Written by Claire Kennedy and Hennadiy Kutsenko
Many Canadian businesses have closed the books on their 2020 fiscal year, having faced an unprecedented economic shock wrought by the pandemic. 2020 fiscal year results will undoubtedly be affected, in many cases to the downside, though positively for those businesses serving customers working and learning in a virtual environment and filling strong demand for PPE. As enterprises prepare 2020 income tax filings, there are special considerations for those multi-national enterprises (MNEs) subject to Canada's transfer pricing (TP) rules. In this Bennett Jones blog, we summarize recently released guidance from the Organization for Economic Development and Cooperation (OECD) on COVID-19-impacted TP, drawing attention to relevant statements by the Canada Revenue Agency (CRA).
OECD Pandemic Guidance & Canadian Application
On December 18, 2020, the OECD released their guidance on the transfer pricing implications of the COVID-19 pandemic. The guidance is intended as an interpretive guide to the OECD's 2017 Transfer Pricing Guidelines. Canada is an active participant at the OECD on tax matters and CRA generally follows the guidelines but it is important to remember that the guidelines and the guidance do not have the force of law in Canada. The guidance clarifies the guidelines in the following four areas:
- comparability analysis;
- losses and the allocation of COVID-19 specific costs;
- government assistance programs; and
- advanced pricing agreements.
Comparability analysis is at the heart of TP since it is the essence of the TP rules that the terms and conditions of transactions and arrangements between non-arm's length parties be comparable to those that would have been made between persons dealing at arm's length. Helpfully, the guidance encourages a practical approach to dealing with the unique challenges for performing comparability analysis created by COVID-19, implicitly encouraging tax administrations not to be too demanding or inflexible when performing a risk assessment or judging the reasonableness of a taxpayer's efforts to comply with the arm's length principle.
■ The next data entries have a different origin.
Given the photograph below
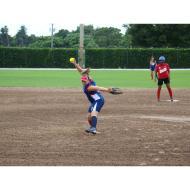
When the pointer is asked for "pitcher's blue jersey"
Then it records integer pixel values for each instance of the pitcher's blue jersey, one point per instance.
(92, 95)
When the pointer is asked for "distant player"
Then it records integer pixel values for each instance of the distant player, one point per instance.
(152, 67)
(94, 96)
(162, 72)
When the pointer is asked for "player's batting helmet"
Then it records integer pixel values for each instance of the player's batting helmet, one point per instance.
(162, 58)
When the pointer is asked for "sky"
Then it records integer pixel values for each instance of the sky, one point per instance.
(38, 15)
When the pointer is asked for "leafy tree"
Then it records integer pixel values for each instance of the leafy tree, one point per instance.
(21, 37)
(62, 33)
(5, 37)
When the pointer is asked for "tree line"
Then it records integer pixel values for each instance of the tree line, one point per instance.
(136, 35)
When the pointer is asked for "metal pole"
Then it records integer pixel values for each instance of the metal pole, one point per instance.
(52, 30)
(81, 47)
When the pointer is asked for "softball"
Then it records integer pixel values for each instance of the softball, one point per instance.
(72, 60)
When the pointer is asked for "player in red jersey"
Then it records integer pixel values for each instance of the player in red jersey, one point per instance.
(162, 71)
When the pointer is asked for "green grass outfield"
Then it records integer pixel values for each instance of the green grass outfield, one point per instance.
(71, 78)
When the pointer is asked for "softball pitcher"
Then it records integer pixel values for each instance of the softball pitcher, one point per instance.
(162, 71)
(94, 96)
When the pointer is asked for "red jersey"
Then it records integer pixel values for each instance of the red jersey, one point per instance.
(162, 70)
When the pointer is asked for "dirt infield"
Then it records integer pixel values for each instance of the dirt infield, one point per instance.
(46, 127)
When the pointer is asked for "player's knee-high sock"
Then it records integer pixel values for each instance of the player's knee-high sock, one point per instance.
(170, 92)
(90, 121)
(158, 93)
(94, 121)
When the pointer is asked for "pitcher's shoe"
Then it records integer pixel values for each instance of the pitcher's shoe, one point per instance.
(91, 130)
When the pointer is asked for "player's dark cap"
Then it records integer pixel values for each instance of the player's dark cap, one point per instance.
(161, 59)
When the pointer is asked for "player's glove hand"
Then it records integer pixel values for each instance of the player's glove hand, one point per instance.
(115, 91)
(85, 71)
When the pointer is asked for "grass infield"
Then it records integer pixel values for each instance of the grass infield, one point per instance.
(71, 78)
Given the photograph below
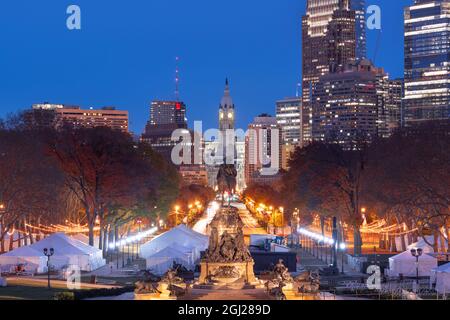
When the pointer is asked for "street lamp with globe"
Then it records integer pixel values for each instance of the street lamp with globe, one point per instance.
(417, 253)
(48, 253)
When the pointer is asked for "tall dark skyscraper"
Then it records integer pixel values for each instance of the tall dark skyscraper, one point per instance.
(359, 6)
(331, 32)
(165, 118)
(226, 110)
(168, 112)
(427, 61)
(356, 105)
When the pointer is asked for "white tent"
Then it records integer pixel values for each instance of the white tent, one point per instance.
(441, 276)
(425, 246)
(67, 251)
(31, 259)
(85, 239)
(161, 261)
(405, 264)
(177, 237)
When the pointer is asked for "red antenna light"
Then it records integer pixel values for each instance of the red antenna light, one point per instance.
(177, 79)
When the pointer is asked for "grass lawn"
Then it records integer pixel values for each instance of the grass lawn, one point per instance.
(30, 289)
(18, 292)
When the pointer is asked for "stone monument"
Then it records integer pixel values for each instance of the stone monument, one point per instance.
(227, 262)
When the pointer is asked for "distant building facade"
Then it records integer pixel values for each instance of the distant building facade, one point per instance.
(427, 61)
(356, 105)
(333, 33)
(165, 118)
(263, 150)
(193, 174)
(57, 115)
(216, 151)
(292, 122)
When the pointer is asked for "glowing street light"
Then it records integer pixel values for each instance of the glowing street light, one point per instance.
(48, 253)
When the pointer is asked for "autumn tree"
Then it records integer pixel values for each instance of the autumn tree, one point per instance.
(326, 180)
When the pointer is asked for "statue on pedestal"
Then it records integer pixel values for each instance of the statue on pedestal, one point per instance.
(227, 181)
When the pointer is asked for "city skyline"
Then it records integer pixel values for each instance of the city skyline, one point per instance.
(256, 83)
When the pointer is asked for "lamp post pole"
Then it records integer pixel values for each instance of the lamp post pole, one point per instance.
(417, 253)
(48, 253)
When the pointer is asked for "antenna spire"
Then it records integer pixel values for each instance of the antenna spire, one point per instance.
(297, 91)
(177, 79)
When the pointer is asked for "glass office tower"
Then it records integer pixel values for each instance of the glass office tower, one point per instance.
(427, 61)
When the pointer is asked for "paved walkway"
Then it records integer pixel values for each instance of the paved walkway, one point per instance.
(251, 225)
(224, 295)
(308, 261)
(202, 224)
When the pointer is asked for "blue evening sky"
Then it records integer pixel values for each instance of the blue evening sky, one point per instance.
(125, 53)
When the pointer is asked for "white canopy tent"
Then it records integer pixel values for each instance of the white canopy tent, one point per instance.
(405, 264)
(425, 246)
(85, 239)
(31, 259)
(441, 276)
(177, 238)
(67, 251)
(161, 261)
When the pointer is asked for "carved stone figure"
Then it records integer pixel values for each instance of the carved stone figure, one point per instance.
(308, 282)
(277, 292)
(242, 254)
(227, 247)
(179, 268)
(226, 272)
(281, 271)
(148, 284)
(171, 277)
(226, 180)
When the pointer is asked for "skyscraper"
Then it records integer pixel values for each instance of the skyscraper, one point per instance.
(57, 115)
(329, 29)
(165, 118)
(262, 152)
(359, 6)
(427, 61)
(354, 106)
(225, 148)
(289, 118)
(168, 112)
(226, 110)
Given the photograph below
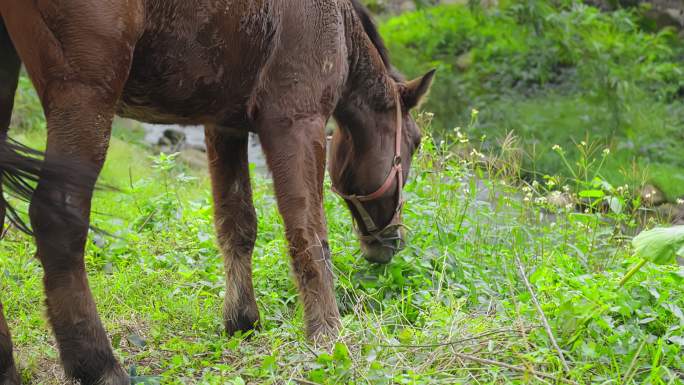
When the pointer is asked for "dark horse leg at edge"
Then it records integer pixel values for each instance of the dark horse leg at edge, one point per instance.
(279, 68)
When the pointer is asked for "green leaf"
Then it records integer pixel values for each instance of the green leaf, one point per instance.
(660, 245)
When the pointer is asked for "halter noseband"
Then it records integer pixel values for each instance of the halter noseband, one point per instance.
(375, 233)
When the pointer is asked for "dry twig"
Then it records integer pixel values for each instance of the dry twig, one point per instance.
(547, 327)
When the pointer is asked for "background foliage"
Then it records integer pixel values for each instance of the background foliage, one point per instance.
(554, 72)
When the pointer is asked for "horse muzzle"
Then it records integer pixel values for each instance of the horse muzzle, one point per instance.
(380, 248)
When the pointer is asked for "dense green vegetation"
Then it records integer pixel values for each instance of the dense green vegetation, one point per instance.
(554, 72)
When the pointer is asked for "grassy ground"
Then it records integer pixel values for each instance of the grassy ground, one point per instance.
(450, 309)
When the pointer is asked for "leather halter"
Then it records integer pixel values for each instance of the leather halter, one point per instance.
(389, 232)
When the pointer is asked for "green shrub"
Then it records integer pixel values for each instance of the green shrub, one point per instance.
(554, 73)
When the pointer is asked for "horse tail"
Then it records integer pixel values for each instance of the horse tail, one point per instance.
(20, 170)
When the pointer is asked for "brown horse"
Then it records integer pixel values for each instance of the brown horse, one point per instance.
(279, 68)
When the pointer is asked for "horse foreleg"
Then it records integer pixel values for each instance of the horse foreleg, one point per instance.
(295, 152)
(9, 77)
(235, 222)
(78, 136)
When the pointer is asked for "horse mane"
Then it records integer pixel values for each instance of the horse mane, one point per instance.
(372, 31)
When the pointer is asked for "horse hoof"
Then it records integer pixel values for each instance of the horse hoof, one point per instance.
(116, 376)
(325, 333)
(243, 322)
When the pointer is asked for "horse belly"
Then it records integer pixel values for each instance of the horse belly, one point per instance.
(195, 63)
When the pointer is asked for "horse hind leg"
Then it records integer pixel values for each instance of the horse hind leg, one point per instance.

Good data sources are essential for taxpayers to substantiate their TP and the guidance provides that any form of publicly available information regarding the effect of COVID-19 on the business, industry and particular transaction or arrangement at issue within the MNE may be relevant. Recognizing that detailed data may not be available, the guidance helpfully allows that data sources may be supplemented with reasonable commercial judgement. The guidance does caution against the use of historical data from other economic crises that had dissimilar impacts.
The guidance recommends using more than one transfer pricing method to determine the arm's length price and provides that the use of multiple year data and multiple year averages for comparability analyses may have certain advantages. The guidance also encourages an arm’s-length outcome testing approach where feasible (instead of a “price-setting” or ex ante approach) and discusses the value of price adjustment mechanisms as a potential solution to address the issue of the lack of contemporaneous information. While CRA has endorsed the use of multi-year data where it improves reliability, caution is necessary in applying the guidance in the Canadian context, since downward price adjustments are not automatic under Canadian TP rules and require consent of the Minister.
Losses and the Allocation of COVID-19 Specific Costs
With respect to the allocation of losses between associated entities and COVID-19 specific costs, the OECD discusses three particular areas of concern: allocation of risk, exceptional and non-recurring operating costs and force majeure clauses.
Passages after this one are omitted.